The effects of menstruation and pregnancy on FD has been an area of much speculation and concern for patients. Case reports have described aneurysmal bone cysts and malignant transformation in pregnant women, fueling conjecture that pregnancy hormones may affect adversely affect the metabolic activity of FD lesions [6‐11]. Osada et al. reported increased bone turnover during pregnancy in women with FD, however these changes were consistent with the bone turnover variations typical of pregnancy and the post-partum period [21]. Skeletal complications are an established morbidity in FD, and it is possible that their reported association with pregnancy is mediated in part by reporting bias, due to the current literature dominated by case reports.

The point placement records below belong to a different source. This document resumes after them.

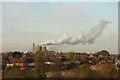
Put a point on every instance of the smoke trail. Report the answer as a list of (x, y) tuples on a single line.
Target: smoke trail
[(82, 37)]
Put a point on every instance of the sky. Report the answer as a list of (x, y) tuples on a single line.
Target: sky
[(25, 23)]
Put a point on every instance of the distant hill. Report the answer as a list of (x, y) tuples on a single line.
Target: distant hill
[(103, 52)]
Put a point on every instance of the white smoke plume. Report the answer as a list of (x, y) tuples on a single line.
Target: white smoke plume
[(82, 37)]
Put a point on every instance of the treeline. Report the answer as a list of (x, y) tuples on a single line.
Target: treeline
[(107, 70)]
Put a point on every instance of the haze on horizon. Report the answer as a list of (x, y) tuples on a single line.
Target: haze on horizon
[(27, 23)]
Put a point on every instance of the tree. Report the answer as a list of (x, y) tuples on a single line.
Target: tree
[(39, 66), (12, 72), (70, 55), (84, 72), (108, 70)]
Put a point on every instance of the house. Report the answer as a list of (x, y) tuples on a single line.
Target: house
[(18, 62)]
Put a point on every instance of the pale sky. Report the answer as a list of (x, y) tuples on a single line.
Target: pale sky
[(26, 23)]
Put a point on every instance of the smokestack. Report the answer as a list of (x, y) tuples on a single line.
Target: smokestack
[(82, 37), (33, 48)]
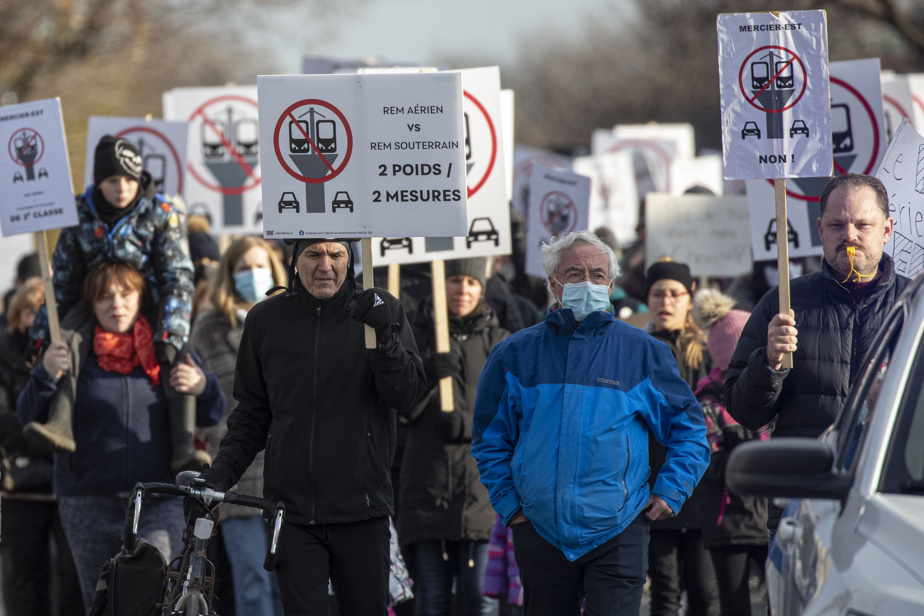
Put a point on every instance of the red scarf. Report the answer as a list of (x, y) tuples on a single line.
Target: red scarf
[(122, 352)]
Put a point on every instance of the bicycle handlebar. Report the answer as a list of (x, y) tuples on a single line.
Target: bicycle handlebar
[(208, 496)]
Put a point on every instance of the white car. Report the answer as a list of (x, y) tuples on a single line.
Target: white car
[(851, 541)]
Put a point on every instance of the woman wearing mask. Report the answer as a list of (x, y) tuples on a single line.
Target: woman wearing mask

In this cohort study, there were no consistent effects of pregnancy or menstruation on bone pain, and no association with skeletal morbidity. Currently there is no clear evidence to establish a causative relationship between pregnancy or menstruation and skeletal outcomes in women with FD/MAS.

Strengths of this study include the large number of subjects and extensive follow-up. This is the first cohort study to establish gynecologic disease as a highly prevalent source of morbidity in MAS, to evaluate fertility and reproductive outcomes in women with MAS, and to report on skeletal outcomes in pregnancy. This is also the first report of primary ovarian insufficiency as a potential consequence of pelvic surgery in MAS, a novel finding that may directly inform gynecologic management. Limitations include the retrospective nature of the study design. Clinical outcomes data were not collected at same time as radiographic data and biochemical data, and are subjected to recall bias. Interpretation of ultrasound and biochemical data is limited, because studies were obtained in a cross-sectional manner and were not standardized according to menstrual cycles. Additional, prospective studies are needed to characterize the prevalence and frequency of ovarian cysts, which will provide important context for these clinical findings. Prospective studies should correlate gynecologic data with skeletal outcomes and surrogate endpoints, such as bone turnover markers, to more fully investigate the effects of these hormonal changes on mineral metabolism. Selection bias likely resulted in over-representation of more severely affected patients among respondents. The high prevalence of precocious puberty among respondents likely reflects this selection bias. This data should therefore be generalized only to patients with known MAS ovarian involvement.

Abnormal uterine bleeding is common in MAS and may result in significant morbidity, including severe anemia and hysterectomies at an early age. In this series, the prevalence of infertility was substantially increased over the national average, however the prevalence of unplanned pregnancies was only mildly reduced. Menses and pregnancy were not consistently associated with increased FD-related bone pain or skeletal complications. These findings will inform family planning for patients with FD/MAS by highlighting both the potential for spontaneous pregnancy, as well as possibility of impaired fertility and need for reproductive assistance.